Equilibration between Translational and Rotational Modes in Molecular Dynamics Simulations of Rigid Water Requires a Smaller Integration Time-Step Than Often Used

TL;DR

This study shows that using larger integration time-steps in rigid water simulations causes violations in energy equipartition between translational and rotational modes, affecting accuracy and thermodynamic properties.

Contribution

It demonstrates that smaller time-steps are necessary for accurate equilibration of translational and rotational modes in rigid water models, challenging common simulation practices.

Findings

Equipartition is violated at time-steps larger than 0.5 fs.

Rotational relaxation occurs at vibrational time-scales.
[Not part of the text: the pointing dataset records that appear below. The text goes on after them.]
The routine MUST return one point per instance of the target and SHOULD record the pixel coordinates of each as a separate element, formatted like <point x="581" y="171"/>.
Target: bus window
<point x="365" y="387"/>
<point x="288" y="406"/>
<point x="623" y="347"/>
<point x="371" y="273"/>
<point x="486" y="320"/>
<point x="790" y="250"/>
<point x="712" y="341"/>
Thermodynamic properties depend on the chosen time-step.

Abstract

In simulations of aqueous systems it is common to freeze the bond vibration and angle bending modes in water to allow for a longer time-step $\delta t$ for integrating the equations of motion. Thus $\delta t = 2$ fs is often used in simulating rigid models of water. We simulate the SPC/E model of water using $\delta t$ from 0.5 fs to 3.0 fs. We find that for all but $\delta = 0.5$ fs, equipartition between translational and rotational modes is violated: the rotational modes are at a lower temperature than the translation modes. The autocorrelation of the velocities corresponding to the respective modes shows that the rotational relaxation occurs at a time-scale comparable to vibrational periods, invalidating the original assumption for freezing vibrations. $\delta t$ also influences thermodynamic properties: the mean system potential energies are not converged until $\delta t = 0.5$ fs, and the excess entropy of hydration of a soft, repulsive cavity is also sensitive to $\delta t$.